1876 yıllarında pratik sebeplerden dolayı Latin Alfabesi bazı zamanlarda kullanılır olmuştu. Latin Alfabesi'ne geçme düşüncesi, Saltanatının son dönemlerine doğru Abdülhamit Han’ın taktirine kadar ulaştı. Latin Harfleri'nin kullanılması ile ilgili en net ve dikkate değer yorum tarafından ortaya koyulmuştur. Arap Alfabesi, Fars Gramer yapısı ve Türkçe söyleyişe uymayan diziliş ve yerleşimin Osmanlı Türkçesi'nin okunup yazılmasında teşkil ettiği engellerin farkında olan Abdülhamit Han, bizzat kendisinin kaleme aldığı ve ifade ettiği üzere Latin Harfleri'nin kullanılmasında yarar görmüş, nasıl uygulanabileceği konusunda fikir alışverişlerinde bulunarak mahiyetiyle istişare etmiştir. Abdülhamit Han, saltanat makamından indirildikten sonra kaleme aldığı “Siyasi Hatıralarım” kitabında naklettiği bilgilerde Latin Harfleri’ne geçilmesi yönündeki düşüncelerini şöyle açıklamıştır: “Yazımızı öğrenmek pek kolay değildir. Bu işi halkımıza kolaylaştırmak için belki de Latin Alfabesi’ni kabul etmek yerinde olur. “ (Siyasi Hatıralarım, Sayfa 192)

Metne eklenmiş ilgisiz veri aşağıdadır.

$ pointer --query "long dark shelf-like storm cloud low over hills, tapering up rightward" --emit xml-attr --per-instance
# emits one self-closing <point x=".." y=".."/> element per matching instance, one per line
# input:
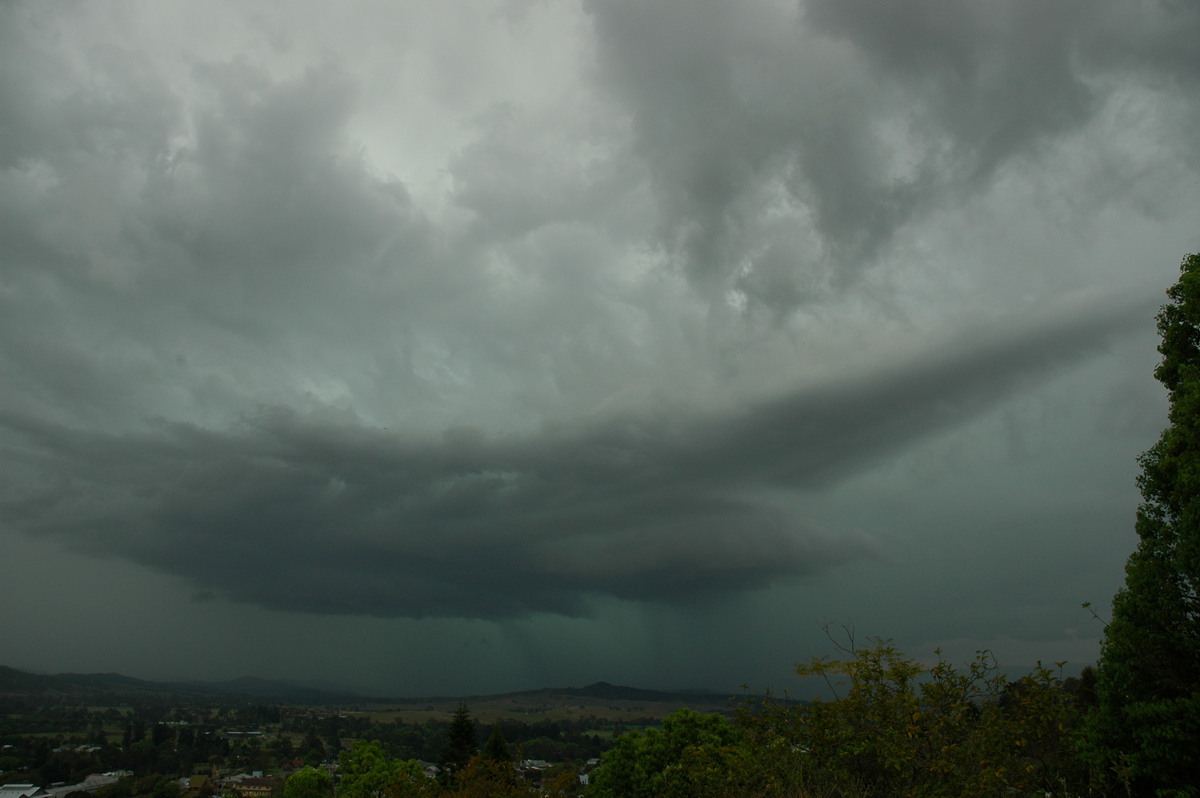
<point x="327" y="515"/>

Yani Osmanlı aydınları bu konuda iki ayrı fikir etrafında toplanmıştı. Bunlardan birincisi Arap alfabesinde ıslah yapılmasının yeterli olacağını savunmaktaydı. İkinci grup ise Arap harflerinin okuma yazma öğrenimi zorlaştırdığını, Latin Harfleri ile bunun kolaylaşacağını ve eğitimin de yaygınlaşacağını iddia etmekteydi.  Bunların başında Hüseyin Cahit Yalçın, Celal Nuri, Abdullah Cevdet, Kılıçzade Hakkı gibi önemli meşrutiyetçiler gelmekteydi. Fikir hayatında savunulan bu görüşlerin siyasete yansıması ise 1908 yılında Musullu Dr. Davut Bey tarafından Meclis-i Mebusan’a verilen Islah-ı Hüruf  tasarısı ile oldu. Davut Bey bu tasarıda “ Arap Harfleri’nde çok şekiller ezberlemek mecburiyeti oluşunu” gerekçe göstererek Latin Harfleri'nin kabulünü teklif etti.  Alfabe konusunun önemli bir tartışma konusu olduğu günlerde ilk resmi girişim ise 1909 yılında İmla Komisyonu'nun kurulması oldu. 

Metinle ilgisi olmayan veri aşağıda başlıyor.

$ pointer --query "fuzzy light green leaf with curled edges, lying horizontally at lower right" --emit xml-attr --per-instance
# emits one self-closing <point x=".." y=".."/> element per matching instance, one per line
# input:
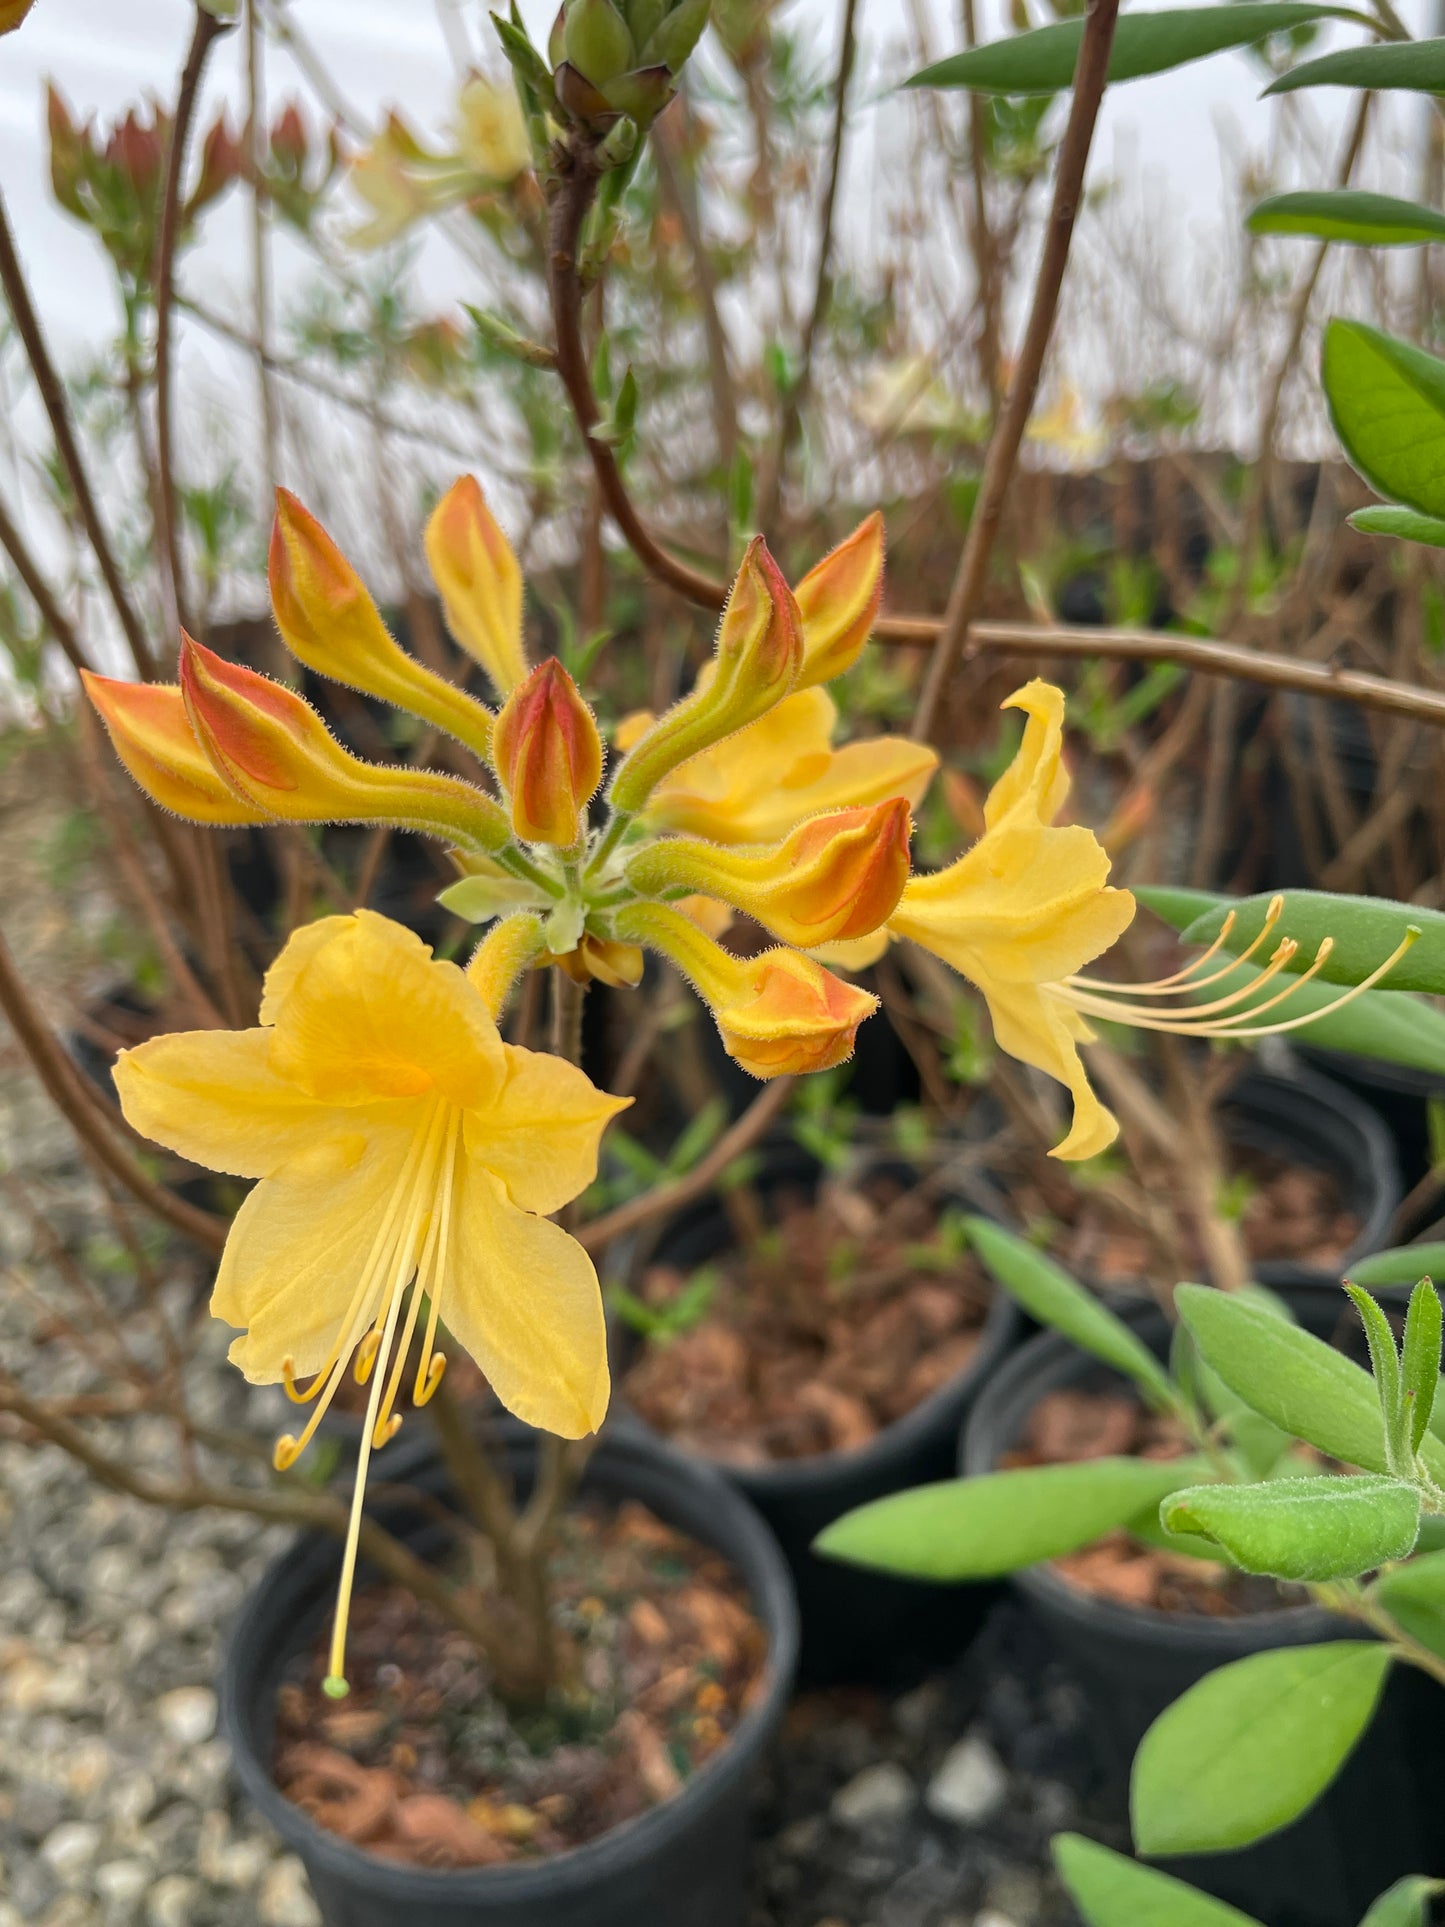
<point x="1303" y="1529"/>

Latin Harfleri ile ilgili bir diğer gelişme Arnavutların Sadrazamlığa başvurarak Latin Harfleri'ni kullanmak için istedikleri izindi. Bu talep üzerine Sadrazamlık Şeyhülislam’dan görüş istedi. Şeyhülislam ise verdiği cevapta: “ Kur’an’ın Arap yazısından başka bir yazı ile yazılamayacağı ve okullarda okutulamayacağını söyleyecekti. Yine İstanbul'daki dış temsilciliklerin, ender de olsa resmi makamlara Latin Harfleri'yle Türkçe ola­rak telgraf çektikleri görülmüştür. 

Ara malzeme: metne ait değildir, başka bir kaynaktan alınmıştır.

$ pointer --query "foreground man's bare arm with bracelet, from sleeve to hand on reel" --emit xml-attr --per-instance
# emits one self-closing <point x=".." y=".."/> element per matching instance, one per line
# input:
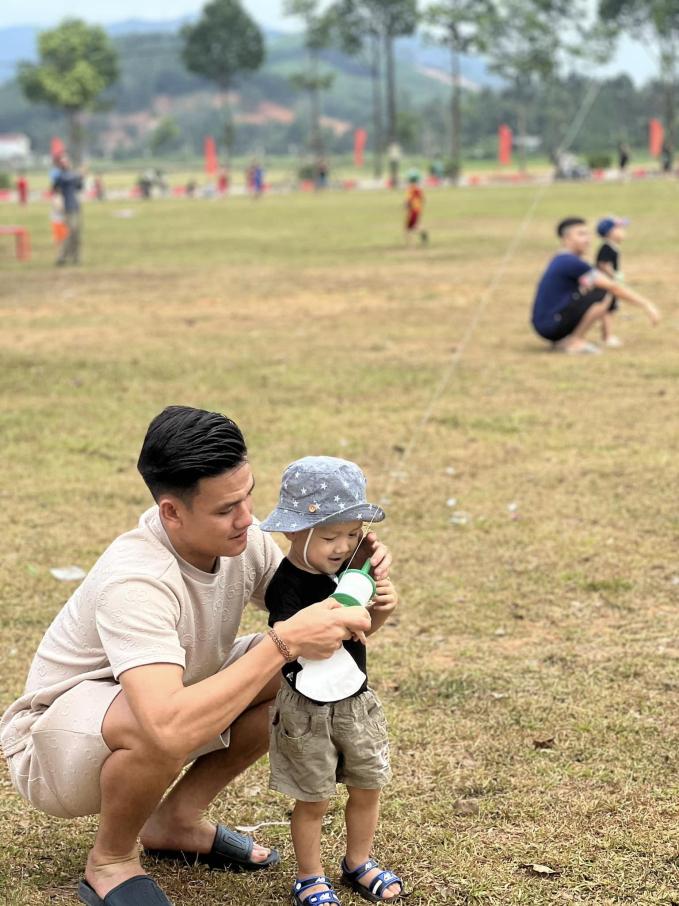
<point x="180" y="719"/>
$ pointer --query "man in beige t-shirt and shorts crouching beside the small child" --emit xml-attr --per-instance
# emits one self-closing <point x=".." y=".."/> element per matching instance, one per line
<point x="142" y="673"/>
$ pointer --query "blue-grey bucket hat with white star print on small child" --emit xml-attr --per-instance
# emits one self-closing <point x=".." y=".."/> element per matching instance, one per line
<point x="319" y="490"/>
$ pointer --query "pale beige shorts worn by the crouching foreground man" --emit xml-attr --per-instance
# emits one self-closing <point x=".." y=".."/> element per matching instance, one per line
<point x="58" y="772"/>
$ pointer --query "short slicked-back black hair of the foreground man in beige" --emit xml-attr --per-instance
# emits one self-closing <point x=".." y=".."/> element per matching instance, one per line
<point x="183" y="445"/>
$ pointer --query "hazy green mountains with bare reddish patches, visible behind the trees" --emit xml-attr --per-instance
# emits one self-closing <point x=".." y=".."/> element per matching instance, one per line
<point x="154" y="85"/>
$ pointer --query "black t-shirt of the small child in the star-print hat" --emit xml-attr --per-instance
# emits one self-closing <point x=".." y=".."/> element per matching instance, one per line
<point x="288" y="592"/>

Kısacası: Osmanlı Latince kıllanmak istiyordu. Ama alfabenin değiştirilmesi, II. Meşrutiyet döneminde de ele alınmıştı. Arap Harfleri'yle Türkçeyi daha kolay ve basit şekilde okuyup yaz­mak için "hurûf-ı mukattaa", yani harf­lerin birbirine bitişik değil ayrı olarak yazılmasını ve ünlülerin tam ve doğru olarak ifadesine yarayacak harflerin ila­vesini esas tutan yeni bir alfabenin uygulanmasına çalışılmış, ancak I. Dünya Savaşı bu çalışmaları yarım bırakmıştı.